There is a crying need to move from conservative, outdated, non-progressive approaches in mental health to embracing liberal, progressive legislations, systems, and responses, grounded in human rights, in the sector. To move beyond becoming alright, recovering to being fully included. This is possible only and only if we examine or responses, support, care systems through the UNCRPD framework, anything less than this is but a compromise.
  • Look at mental health from a disability perspective 
  • Make it a development issue- looking at health determinants of mental ill health and addressing those- e.g. malnourishment, deficiencies and mental health problems, pregnancy and mental health
  • Move from custodial nature of dealing with persons having mental illness to taking a proactive role of protecting rights of persons with psychosocial disabilities- change in language, in perspective, in attitude, in academic trainings provided in the mental health and disability sector, in mainstream education. Don’t medicalize communities, don’t drown community programs
  • Recognise social determinants of mental ill-health and strategize to address them through existing systems- such as poverty alleviation program, ensuring food and housing for all, social security systems and benefits to marginalized groups, laws to protect vulnerable populations such as women and children from gender based discriminations, violence;      integrating holistic approaches in mental health care (active involvement of AYUSH), strengthening local communities through community building programs and teams (corporators, ward offices, local municipality, primary      health care centres etc); integrating mental health and wellness discourse in education systems at all levels, revisiting medical education curriculum on these aspects, having progressive discourses in mental health wellness, care and support in alignment with the UNCRPD etc
  • Move beyond the narrow confines of defining it only through mental disorders- schizophrenia, depression, psychosis etc.
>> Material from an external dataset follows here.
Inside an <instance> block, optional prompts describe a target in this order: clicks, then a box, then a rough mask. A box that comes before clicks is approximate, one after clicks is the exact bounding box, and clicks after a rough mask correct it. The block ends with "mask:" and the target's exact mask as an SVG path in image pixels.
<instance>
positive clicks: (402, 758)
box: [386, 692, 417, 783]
MH is a spectrum. Every person has MH needs, different needs at different points of time, recognising this is most essential to escape the trappings of one’s identification being limited to presenting symptomatology! Not everybody      needs treatment! Not everything can be solved through treatment- Move away from bridging the treatment gap to bridging the UNCRPD gap
  • Recognise the potential of harm and loss of life in pharmacotherapies. Recognise violations, violence by service providers, families when they force treatment. Shift focus from individual to ecosystem. Work on barriers to persons growth and development
  • Asserting the right to personal choice: Be accepting of choices people make for themselves, whether someone want to heal through yoga or running or praying or learning from peers or whatever other ways they choose for themselves, it is their personal choice
  • No incapacity laws, trusting the notion of evolving capacity- as applying universally.
  • To be able to do all of this without pilling, without incarcerating persons, without use of force, without an overwhelming need for expert driven models of care and treatment. Transforming communities for inclusion. If this can be done, all people in that community will feel safe, cared, protected, nourished, respected, included.
  • Do away with discriminatory laws, strengthen existing laws, systems in line with provisions in
  • the UNCRPD 
When do I feel happy, safe?

What I have to say, what my peers have to say?
When do I feel respected, included, dignified?
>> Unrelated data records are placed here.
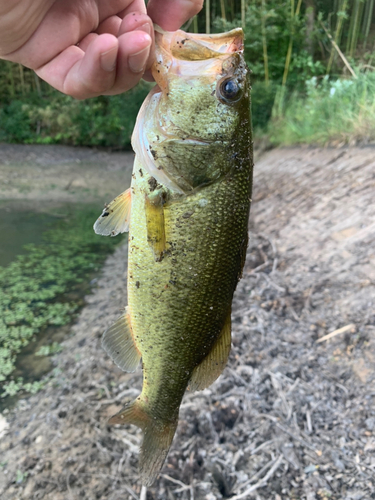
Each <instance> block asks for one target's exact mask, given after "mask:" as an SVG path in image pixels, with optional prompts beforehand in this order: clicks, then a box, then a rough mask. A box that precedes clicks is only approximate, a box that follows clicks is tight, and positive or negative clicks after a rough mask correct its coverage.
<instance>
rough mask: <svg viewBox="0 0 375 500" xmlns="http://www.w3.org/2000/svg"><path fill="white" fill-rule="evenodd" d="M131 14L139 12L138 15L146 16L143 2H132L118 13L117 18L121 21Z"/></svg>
mask: <svg viewBox="0 0 375 500" xmlns="http://www.w3.org/2000/svg"><path fill="white" fill-rule="evenodd" d="M132 12H139V13H140V14H146V13H147V11H146V6H145V2H144V0H134V1H133V2H132V3H131V4H129V5H128V6H127V7H126V8H125V9H123V10H122V11H121V12H118V14H117V15H118V16H119V17H121V19H123V18H124V17H125V16H127V15H128V14H130V13H132Z"/></svg>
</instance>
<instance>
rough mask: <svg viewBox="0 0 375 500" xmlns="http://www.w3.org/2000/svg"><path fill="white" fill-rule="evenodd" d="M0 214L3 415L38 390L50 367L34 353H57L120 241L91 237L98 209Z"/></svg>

We feel respected when we are given a range of things to choose from, ‘What would you like to do?’

Not- ‘Do you want to get admitted or will you take medicines!’

We feel dignified to have jobs/work that is meaningful to us, offering us sustainable means of living. Not being doped to the extent of not being able to get up and go about with my routine. Having prescriptions which look like grocery lists!

We are able to cross over crisis with enough supports around us.
Not when people are eyeing us suspiciously as ‘causing harm to self or causing harm to others!’ Not when there is a hurry to fix us, Not when there is a felt need to intervene!

People feel vibrant when they are eating right, people are able to connect to others in their social circles when they are not zombie-d.